In "Sen. Obama, Meet Dr. Freud," Danny Huddleston of American Thinker notes, as I did yesterday, that Obama seems to be projecting his own bitterness onto others.

Mark Finkelstein of NewsBusters points out the disturbing parallels between Obama's statement on religion and Karl Marx calling religion the "opiate of the masses."

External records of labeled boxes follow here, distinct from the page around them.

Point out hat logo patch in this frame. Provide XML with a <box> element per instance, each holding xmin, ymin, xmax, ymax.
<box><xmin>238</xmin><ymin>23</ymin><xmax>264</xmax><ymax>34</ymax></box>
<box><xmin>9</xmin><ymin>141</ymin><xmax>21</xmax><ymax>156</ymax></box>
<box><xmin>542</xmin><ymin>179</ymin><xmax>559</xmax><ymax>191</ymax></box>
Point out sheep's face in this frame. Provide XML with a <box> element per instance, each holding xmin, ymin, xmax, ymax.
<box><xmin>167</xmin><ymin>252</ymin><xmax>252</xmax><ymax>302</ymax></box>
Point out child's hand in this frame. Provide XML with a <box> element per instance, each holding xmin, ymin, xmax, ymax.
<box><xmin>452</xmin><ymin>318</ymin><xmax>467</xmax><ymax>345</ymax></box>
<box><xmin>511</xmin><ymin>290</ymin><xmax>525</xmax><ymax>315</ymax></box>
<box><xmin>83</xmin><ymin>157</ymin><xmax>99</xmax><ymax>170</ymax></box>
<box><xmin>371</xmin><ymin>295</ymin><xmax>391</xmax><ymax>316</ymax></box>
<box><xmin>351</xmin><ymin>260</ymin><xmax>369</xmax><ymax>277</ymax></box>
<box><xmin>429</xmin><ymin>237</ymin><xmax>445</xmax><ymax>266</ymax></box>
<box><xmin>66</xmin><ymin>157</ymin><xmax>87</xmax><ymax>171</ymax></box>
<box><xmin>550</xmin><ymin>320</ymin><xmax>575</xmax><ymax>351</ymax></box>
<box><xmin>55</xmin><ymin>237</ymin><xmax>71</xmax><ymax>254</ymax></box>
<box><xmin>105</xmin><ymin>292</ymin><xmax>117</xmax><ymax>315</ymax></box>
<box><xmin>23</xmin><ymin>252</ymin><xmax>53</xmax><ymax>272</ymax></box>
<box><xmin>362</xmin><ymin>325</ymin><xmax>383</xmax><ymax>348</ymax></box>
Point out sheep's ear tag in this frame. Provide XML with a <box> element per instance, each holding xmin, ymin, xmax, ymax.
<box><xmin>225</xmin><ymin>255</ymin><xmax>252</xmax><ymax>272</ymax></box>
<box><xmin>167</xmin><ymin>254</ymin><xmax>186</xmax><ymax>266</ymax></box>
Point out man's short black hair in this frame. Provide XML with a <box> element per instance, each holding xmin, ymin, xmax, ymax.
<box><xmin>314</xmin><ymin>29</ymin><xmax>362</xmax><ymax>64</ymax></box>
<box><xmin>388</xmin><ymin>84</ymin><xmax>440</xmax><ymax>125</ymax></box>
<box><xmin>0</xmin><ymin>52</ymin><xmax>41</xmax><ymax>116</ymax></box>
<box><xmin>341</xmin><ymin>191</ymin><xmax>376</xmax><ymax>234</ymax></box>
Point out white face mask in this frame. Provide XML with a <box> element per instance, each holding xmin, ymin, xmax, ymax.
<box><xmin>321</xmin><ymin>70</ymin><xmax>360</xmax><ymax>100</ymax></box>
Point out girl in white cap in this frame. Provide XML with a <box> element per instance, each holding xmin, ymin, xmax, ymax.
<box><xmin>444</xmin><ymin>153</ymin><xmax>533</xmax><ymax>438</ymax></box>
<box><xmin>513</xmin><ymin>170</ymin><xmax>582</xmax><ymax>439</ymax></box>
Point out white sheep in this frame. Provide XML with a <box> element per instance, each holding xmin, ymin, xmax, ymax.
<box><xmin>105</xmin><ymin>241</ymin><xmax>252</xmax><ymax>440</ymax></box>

Allahpundit, commenting on Obama's attempt to dig himself out of the hole today, expands on the Marxism theme: "If his original statement boiled down to 'religion is the opiate of the masses,' think of this as adding, 'and what wonderful things opiates are.'

Lisa Schiffren writes at The Corner: "I now feel fully vindicated in my suspicion that Obama's attendance at Wright's church was entirely political and expedient. No one who has a personal relationship with Jesus Christ — or even moderate respect for other people's religious views — thinks in these terms about why working class people might believe in God. Or believes that a more enlightened government will supplant that."

Politico's Mike Allen lays out 12 reasons Obama will be haunted by his own words.

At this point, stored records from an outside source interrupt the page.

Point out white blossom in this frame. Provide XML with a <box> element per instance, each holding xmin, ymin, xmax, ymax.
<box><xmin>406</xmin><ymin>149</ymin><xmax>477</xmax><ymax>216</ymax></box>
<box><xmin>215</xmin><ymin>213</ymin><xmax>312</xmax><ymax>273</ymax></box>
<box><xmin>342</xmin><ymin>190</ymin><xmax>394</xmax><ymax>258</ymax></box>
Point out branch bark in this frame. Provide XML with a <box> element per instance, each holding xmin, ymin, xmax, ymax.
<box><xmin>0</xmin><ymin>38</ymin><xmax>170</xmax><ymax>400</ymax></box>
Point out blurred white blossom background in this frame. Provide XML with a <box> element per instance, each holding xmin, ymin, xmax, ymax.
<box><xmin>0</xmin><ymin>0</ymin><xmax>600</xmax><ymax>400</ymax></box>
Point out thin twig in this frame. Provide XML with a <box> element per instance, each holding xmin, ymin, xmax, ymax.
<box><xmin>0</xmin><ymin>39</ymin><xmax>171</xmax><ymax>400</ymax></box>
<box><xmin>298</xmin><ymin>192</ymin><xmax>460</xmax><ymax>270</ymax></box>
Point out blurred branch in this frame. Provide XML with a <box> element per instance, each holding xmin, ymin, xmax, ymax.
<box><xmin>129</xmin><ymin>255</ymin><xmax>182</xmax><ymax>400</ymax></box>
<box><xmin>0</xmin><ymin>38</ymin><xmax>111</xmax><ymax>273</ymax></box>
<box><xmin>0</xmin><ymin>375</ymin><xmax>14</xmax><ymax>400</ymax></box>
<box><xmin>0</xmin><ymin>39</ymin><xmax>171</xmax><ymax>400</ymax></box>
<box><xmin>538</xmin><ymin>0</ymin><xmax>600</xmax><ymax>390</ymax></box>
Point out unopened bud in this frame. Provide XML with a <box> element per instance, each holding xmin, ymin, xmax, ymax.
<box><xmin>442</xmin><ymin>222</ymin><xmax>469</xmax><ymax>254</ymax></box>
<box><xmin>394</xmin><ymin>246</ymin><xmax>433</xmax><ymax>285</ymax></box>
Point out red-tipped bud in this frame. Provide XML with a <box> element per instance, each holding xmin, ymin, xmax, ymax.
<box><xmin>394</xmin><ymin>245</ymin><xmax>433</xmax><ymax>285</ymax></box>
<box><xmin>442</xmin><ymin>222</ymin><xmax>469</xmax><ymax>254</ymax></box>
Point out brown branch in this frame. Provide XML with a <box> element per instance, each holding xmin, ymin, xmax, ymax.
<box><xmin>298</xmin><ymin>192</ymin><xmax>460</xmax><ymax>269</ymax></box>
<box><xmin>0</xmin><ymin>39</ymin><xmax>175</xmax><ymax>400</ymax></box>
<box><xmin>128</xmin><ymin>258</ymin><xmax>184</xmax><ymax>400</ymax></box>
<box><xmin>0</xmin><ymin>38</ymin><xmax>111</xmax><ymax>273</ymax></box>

Mark Steyn comments on how out of touch the Obamas are with ordinary Americans -- something that was recently made clear when Michelle Obama complained about having to spend $10000 a year on her children's "piano and dance and sports supplements and so on and so forth." I have twice as many children as she does, and our "piano and dance and sports" don't come anywhere close to $10000 a year, and if we had a spare $10000 a year lying around I don't think we'd be frittering it away as Mrs. Obama seems to do.

Senator Clinton's got to be loving this...

Sunday Update: Victor Davis Hanson on Obama's Orwellian rewrite of his original words.

Michael Goodwin of the New York Daily News: "Turn his screed around and it comes out this way: If the hicks had good jobs, they wouldn't need God or guns... Such a dark view of heartland hearts is not very Christian and suggests Snob-ama really did hear the rants of his pastor, the Rev. Jeremiah Wright."

Thomas Lifson: "The Party of the Little Guy appears to be caught in what Marxists like to call a contradiction. Their rhetoric is all about compassion and helping, and taking care of the unfortunate. But their political philosophy is anchored in elitism: the notion that the government (and the elites running it) know better than Everyman what is good for him."